Introduction
This recipe is intended for streaming ASR on very low cost devices, with model parameters in the range of 1-2M. It uses a small convolutional net as the encoder. It supports CTC and transducer decoding, and supports both phone and BPE lexicons. For transducer model with phone lexicon, only decoding methods with LG can be used.
The encoder consists of a subsampling layer followed by a stack of Conv1d-batchnorm-activation-causal_squeeze_excitation blocks, with optional skip add. To reduce latency (at the cost of slightly higher WER), half of the blocks uses causal convolution.
A few remarks:
-
Phone lexicon works better than BPE for CTC decoding (with HLG) but worse for transducer decoding. A possible explanation is that when the decoder failed to output the correct phone it can't be remedied by the external LM.
-
SpecAugment is not helpful for very small models as they tend to underfit.
-
Squeeze-and-excitation module worked like a charm! To make it causal I changed the global average pooling layer to a moving average filter, so only historical context is used.

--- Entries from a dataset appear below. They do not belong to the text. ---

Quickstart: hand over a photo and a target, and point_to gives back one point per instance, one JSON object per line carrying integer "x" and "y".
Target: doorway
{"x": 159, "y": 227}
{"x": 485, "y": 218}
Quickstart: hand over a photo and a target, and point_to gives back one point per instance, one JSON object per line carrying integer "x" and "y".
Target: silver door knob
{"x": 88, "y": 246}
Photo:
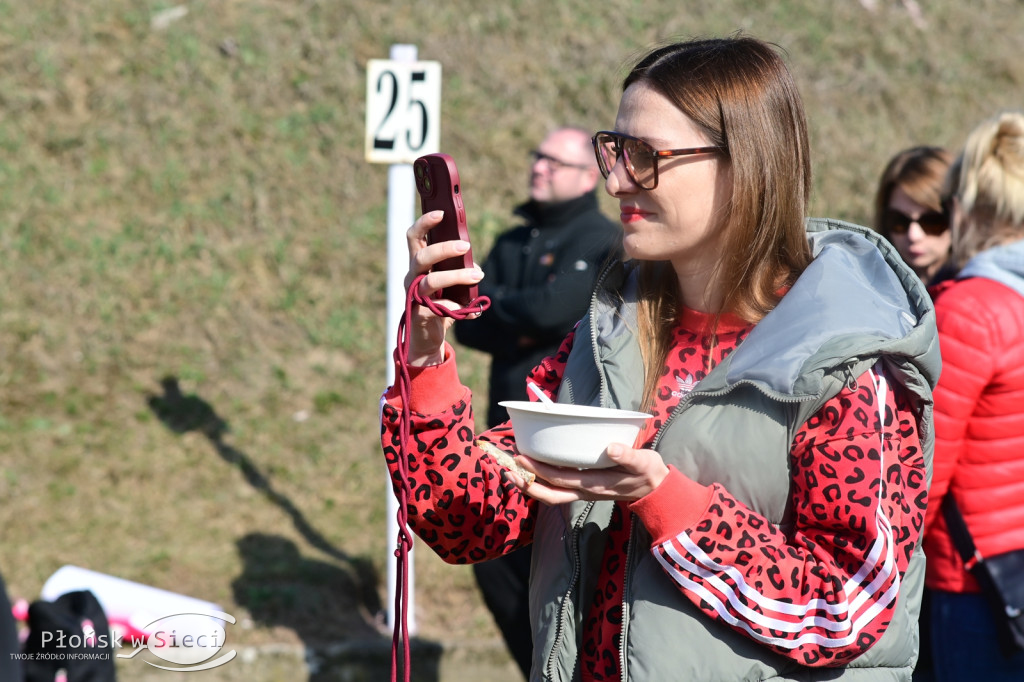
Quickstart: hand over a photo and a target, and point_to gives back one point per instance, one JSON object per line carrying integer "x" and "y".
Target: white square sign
{"x": 403, "y": 104}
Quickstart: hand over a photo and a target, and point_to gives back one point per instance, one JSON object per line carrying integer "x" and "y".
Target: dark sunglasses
{"x": 639, "y": 158}
{"x": 897, "y": 222}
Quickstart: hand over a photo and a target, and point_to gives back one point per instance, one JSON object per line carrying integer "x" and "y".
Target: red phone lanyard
{"x": 413, "y": 297}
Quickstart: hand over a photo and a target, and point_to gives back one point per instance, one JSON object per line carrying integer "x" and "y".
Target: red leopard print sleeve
{"x": 823, "y": 593}
{"x": 820, "y": 595}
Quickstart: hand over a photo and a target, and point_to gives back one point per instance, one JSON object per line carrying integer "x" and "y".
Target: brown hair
{"x": 739, "y": 93}
{"x": 920, "y": 172}
{"x": 987, "y": 179}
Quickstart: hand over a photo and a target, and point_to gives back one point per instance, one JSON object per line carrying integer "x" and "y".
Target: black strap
{"x": 960, "y": 534}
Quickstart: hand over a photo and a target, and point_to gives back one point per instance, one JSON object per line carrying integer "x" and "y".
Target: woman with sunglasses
{"x": 764, "y": 525}
{"x": 979, "y": 402}
{"x": 910, "y": 213}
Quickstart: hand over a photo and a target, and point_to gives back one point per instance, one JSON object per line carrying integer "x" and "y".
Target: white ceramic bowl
{"x": 571, "y": 435}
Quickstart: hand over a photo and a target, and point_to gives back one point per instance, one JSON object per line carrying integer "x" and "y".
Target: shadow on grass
{"x": 335, "y": 609}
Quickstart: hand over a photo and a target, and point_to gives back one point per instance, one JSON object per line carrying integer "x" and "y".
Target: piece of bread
{"x": 506, "y": 460}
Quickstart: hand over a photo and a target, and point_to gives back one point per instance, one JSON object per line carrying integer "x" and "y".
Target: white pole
{"x": 400, "y": 214}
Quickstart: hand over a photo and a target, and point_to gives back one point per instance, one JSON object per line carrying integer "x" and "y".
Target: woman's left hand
{"x": 636, "y": 473}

You can find pretrained models, training logs, decoding logs, and decoding results at: https://huggingface.co/WeijiZhuang/icefall-asr-librispeech-pruned-transducer-stateless8-2022-12-02
Small encoder
The small encoder uses 10 layers of 1D convolution block with 256 channels, no skip connections. Algorithmic latency is 280ms. Multiply-add ops for the encoder is 22.0Mops.
CTC decoding with phone lexicon
Total parameters: 1073392 Parameters for CTC decoding: 865816
test-clean | test-other | comment | |
---|---|---|---|
1best | 9.68 | 24.9 | --epoch 30 --avg 2 |
nbest-rescoring | 8.2 | 22.7 | --epoch 30 --avg 2 |
Transducer decoding with BPE 500 lexicon
Total parameters: 1623264 Parameters for transducer decoding: 1237764
test-clean | test-other | comment | |
---|---|---|---|
greedy_search | 14.47 | 32.03 | --epoch 30 --avg 1 |
fast_beam_search | 13.38 | 29.61 | --epoch 30 --avg 1 |
modified_beam_search | 13.02 | 29.32 | --epoch 30 --avg 1 |
Middle encoder
The middle encoder uses 18 layers of 1D convolution block with 300 channels, with skip connections. Algorithmic latency is 440ms. Multiply-add ops for the encoder is 50.1Mops.
CTC decoding with phone lexicon
Total parameters: 1073392 Parameters for CTC decoding: 865816
test-clean | test-other | comment | |
---|---|---|---|
1best | 9.68 | 24.9 | --epoch 30 --avg 2 |
nbest-rescoring | 8.2 | 22.7 | --epoch 30 --avg 2 |
Transducer decoding with BPE 500 lexicon
Total parameters: 2735794 Parameters for transducer decoding: 2350294
test-clean | test-other | comment | |
---|---|---|---|
greedy_search | 10.26 | 25.13 | --epoch 30 --avg 2 |
fast_beam_search | 9.69 | 23.58 | --epoch 30 --avg 2 |
modified_beam_search | 9.43 | 23.53 | --epoch 30 --avg 2 |